Behind us, with a volcanic rumble, the building crumpled, cracked and fell in upon itself, burying the woman who had kept Leviathan beneath eleven stories’ worth of paperwork and filing.


In the Eye, Dedlock watched the snow fall, looking helplessly on as the sky grew black, failing to fend off a gnawing suspicion that what he had been afraid of for most of his long life had finally come to pass.

A woman stepped into his pod. She had vengeance in her eyes, murder in her heart and something terrible clasped in both hands.

“Who’s there?”

Flakes of black snow flung themselves at the pod window and dribbled downward, smearing the pane with ebony.

“Who’s there?” Dedlock asked again. “What do you want?”

Barbara trod forward into the light, and although she was smiling there was no true amusement on her lips.

“Hello, sweetheart,” she said.


Two and a half miles away, in the Machen Ward of St.
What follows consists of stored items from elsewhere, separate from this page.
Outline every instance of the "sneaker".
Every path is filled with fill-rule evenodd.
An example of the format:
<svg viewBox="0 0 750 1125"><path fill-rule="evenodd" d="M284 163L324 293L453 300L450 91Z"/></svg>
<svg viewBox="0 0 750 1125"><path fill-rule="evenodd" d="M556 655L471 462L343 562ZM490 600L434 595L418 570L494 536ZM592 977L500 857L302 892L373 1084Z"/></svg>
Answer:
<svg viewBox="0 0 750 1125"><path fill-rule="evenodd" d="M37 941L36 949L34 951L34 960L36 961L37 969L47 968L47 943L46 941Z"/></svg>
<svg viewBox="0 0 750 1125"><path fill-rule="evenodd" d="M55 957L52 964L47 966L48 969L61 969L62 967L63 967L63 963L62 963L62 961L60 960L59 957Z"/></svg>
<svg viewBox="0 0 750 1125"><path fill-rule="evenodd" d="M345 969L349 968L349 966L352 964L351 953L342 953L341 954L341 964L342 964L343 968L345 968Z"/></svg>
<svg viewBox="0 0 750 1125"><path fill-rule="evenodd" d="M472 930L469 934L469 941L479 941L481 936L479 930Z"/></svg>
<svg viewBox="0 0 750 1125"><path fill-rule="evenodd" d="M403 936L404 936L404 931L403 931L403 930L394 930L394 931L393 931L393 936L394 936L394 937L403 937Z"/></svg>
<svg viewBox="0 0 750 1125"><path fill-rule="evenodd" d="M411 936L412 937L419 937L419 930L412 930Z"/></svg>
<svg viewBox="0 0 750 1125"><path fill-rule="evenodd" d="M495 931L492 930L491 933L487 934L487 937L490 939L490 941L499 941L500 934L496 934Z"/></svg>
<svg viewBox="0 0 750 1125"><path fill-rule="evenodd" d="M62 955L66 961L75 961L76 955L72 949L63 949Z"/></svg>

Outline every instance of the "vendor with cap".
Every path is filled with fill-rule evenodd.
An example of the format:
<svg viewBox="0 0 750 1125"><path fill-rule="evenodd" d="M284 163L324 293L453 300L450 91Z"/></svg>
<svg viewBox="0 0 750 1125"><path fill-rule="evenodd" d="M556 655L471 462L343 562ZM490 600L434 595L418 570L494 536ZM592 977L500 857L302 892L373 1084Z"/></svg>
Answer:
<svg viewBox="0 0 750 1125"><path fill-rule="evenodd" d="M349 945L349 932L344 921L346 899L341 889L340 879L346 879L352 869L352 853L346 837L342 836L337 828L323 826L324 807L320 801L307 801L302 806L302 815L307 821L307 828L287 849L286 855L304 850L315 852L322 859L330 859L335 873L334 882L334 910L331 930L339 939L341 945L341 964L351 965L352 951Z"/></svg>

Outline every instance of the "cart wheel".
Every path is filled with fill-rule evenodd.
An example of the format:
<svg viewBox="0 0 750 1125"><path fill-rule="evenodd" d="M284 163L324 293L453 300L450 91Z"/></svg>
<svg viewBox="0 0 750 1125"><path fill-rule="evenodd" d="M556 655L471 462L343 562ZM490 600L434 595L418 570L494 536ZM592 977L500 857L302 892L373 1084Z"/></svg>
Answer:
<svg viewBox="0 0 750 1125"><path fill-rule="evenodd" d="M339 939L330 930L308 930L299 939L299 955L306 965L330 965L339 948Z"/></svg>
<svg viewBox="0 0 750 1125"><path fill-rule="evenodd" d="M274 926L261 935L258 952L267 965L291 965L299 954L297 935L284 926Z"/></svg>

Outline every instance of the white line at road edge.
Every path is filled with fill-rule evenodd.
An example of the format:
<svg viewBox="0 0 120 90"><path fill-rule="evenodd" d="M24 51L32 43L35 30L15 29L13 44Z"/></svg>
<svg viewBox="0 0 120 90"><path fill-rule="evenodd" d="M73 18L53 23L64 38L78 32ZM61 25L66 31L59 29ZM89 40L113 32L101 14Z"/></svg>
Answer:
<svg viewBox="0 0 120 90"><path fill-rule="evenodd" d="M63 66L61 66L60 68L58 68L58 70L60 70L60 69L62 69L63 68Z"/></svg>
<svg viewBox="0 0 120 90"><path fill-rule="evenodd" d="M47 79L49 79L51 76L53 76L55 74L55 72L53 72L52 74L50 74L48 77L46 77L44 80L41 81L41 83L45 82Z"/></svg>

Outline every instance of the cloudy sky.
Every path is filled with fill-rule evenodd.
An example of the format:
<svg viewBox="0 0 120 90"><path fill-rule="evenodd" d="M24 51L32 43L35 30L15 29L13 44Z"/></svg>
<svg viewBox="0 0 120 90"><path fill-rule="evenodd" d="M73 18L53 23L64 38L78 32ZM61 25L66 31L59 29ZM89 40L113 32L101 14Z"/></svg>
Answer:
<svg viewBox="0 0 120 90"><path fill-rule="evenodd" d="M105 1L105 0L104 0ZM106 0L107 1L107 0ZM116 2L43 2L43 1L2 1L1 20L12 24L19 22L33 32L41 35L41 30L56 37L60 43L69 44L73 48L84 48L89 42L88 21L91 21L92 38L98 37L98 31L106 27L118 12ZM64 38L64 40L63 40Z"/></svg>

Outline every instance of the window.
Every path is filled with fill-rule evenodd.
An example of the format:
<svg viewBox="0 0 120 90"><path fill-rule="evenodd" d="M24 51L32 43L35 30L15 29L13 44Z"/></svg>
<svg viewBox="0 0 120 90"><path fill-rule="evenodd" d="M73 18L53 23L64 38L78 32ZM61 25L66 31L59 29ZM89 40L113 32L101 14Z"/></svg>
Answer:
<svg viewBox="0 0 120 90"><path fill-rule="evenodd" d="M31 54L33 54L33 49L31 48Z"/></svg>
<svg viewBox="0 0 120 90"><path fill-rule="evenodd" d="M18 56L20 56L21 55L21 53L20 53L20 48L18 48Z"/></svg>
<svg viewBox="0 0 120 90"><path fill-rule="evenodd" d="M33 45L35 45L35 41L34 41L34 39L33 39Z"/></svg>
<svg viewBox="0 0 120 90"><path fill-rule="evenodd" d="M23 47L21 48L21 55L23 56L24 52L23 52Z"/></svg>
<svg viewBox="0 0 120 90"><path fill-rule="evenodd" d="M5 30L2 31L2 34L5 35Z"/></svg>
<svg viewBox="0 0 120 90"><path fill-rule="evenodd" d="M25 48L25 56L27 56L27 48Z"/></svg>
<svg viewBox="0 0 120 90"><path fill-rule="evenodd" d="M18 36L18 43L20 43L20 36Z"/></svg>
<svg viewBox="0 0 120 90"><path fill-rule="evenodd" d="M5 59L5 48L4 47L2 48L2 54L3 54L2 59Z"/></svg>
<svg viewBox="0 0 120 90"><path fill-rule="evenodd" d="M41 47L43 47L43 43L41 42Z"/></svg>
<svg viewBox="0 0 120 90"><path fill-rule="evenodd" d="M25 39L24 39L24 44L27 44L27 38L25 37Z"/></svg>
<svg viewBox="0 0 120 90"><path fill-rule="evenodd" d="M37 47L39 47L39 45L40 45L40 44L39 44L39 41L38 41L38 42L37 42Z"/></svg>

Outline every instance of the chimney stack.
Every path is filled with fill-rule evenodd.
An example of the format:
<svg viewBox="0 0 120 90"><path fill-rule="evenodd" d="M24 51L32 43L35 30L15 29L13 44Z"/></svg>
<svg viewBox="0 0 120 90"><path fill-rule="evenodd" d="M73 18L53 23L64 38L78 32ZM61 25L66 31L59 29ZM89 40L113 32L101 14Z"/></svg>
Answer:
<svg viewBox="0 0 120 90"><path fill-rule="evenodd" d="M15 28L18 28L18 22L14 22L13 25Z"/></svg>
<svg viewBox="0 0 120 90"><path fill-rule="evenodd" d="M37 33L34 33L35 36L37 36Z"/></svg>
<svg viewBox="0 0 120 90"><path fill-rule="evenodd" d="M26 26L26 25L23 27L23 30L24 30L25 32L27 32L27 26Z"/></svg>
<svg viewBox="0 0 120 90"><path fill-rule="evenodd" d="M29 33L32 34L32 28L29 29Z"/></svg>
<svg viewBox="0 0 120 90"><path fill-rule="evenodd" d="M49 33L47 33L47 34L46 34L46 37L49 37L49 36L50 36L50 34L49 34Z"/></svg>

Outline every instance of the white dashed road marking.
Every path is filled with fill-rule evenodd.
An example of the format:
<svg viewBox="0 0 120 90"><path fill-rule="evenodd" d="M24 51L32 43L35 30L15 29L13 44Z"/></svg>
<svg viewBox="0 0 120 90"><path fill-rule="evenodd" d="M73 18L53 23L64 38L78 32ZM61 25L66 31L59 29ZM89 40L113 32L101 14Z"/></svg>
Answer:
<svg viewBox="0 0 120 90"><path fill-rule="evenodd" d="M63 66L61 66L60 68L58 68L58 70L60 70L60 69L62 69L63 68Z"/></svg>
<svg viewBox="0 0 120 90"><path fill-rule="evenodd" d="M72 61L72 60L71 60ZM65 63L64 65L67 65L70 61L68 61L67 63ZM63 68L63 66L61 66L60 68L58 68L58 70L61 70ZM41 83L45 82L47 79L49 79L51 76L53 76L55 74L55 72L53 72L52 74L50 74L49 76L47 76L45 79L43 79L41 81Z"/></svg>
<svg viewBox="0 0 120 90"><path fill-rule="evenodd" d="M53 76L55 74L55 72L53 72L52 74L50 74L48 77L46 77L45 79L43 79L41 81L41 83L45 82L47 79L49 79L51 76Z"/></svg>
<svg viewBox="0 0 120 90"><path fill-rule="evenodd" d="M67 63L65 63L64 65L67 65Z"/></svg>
Chad’s Hospital, my granddad was busy defying medical science.

At the very instant that the snow began to fall, his life support gave a squeal of cacophonous dismay, he sat upright in his bed and his eyes flickered impatiently open.

Although it was barely ten A.M., the view from his window was darkening and spotted with black.

I wonder what he thought when he saw it. I wonder what went through his mind. And I wonder if he knew, even then, that it was already too late for all of us.